Simple Leek and Potato Soup
Yield: about 8 generous servings
Ingredients:
a drizzle of olive oil for the pan
1 medium onion, diced
3 small leeks, diced and washed thoroughly
3 stalks celery from the inner part of the stalk with leaves
3 pounds Yukon gold (or other waxy potatoes), peeled and cut into ¾“ cubes
4 c. chicken stock (recipe for homemade here)
1 pound ham, cubed (optional)
1 c. half and half
salt and pepper
Method:
- In a large pot over medium heat, drizzle a few turns of olive oil around the pan. When the oil is hot, add the onion and a pinch of salt and pepper and sauté until it is beginning to soften.
- Add the leeks and celery and another pinch of salt and pepper and sauté until they are beginning to soften.
- Add the potatoes and stock. If you will be adding the ham later, season the soup judiciously.
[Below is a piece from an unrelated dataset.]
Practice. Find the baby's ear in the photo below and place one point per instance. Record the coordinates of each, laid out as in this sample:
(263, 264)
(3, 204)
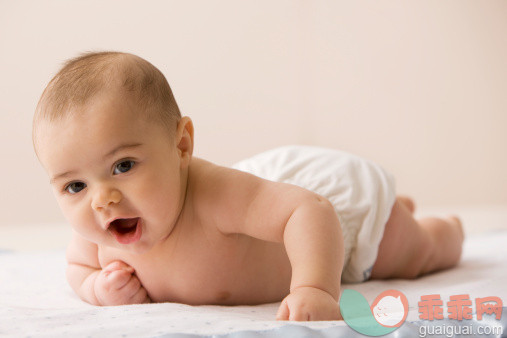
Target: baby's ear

If you are not adding the ham, season as you usually would.
- Cover the pot, raise the heat, and bring the soup to a simmer. Lower the heat and simmer, covered, until the potatoes are quite tender, about 25 minutes.
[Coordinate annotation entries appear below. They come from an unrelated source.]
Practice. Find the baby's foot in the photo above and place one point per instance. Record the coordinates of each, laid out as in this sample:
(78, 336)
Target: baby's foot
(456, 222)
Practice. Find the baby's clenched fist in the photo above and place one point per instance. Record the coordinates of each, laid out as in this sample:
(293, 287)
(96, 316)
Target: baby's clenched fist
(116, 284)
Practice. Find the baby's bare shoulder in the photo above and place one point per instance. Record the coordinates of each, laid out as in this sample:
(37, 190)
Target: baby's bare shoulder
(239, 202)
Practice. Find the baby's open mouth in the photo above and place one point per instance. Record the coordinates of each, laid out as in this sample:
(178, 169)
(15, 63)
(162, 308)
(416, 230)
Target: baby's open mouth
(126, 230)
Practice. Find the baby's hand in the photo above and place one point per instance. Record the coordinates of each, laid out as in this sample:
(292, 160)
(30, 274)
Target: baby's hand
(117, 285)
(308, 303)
- If you like a creamy soup, puree the soup at this point and then add the ham, if you wish. If you prefer a chunky soup, add the ham halfway through cooking the potatoes. The potatoes will break down a bit to add body to the stock, and you may also smash a few cubes of potato to add additional texture, if you wish.
- Stir in the half and half. Do not allow it to come to a boil after this point.
- Taste and adjust the seasoning.
- The soup may be rewarmed over low heat.
{ 5 comments… read them below or add one }
This looks wonderful. And with the weather rapidly cooling down here – and freezing nights and frosty mornings becoming an everyday occurrence – dishes like this seem just perfect to me right now!
Thank you, Lizzi! Hope you’re enjoying your s’mores et al, too.
S’mores et al are going down extremely well! I’m enjoying spending cold nights inside, roasting marshmallows on my tiny little stove-top, pretending it’s a big roaring fireplace
Just wanted to thank you for this recipe! We made it exactly as planned, but used thick-cut bacon instead of ham because it was what we had. It was absolutely DELICIOUS, and perfect for a chilly night. Thanks again!
So happy to hear that you enjoyed it. Thank you.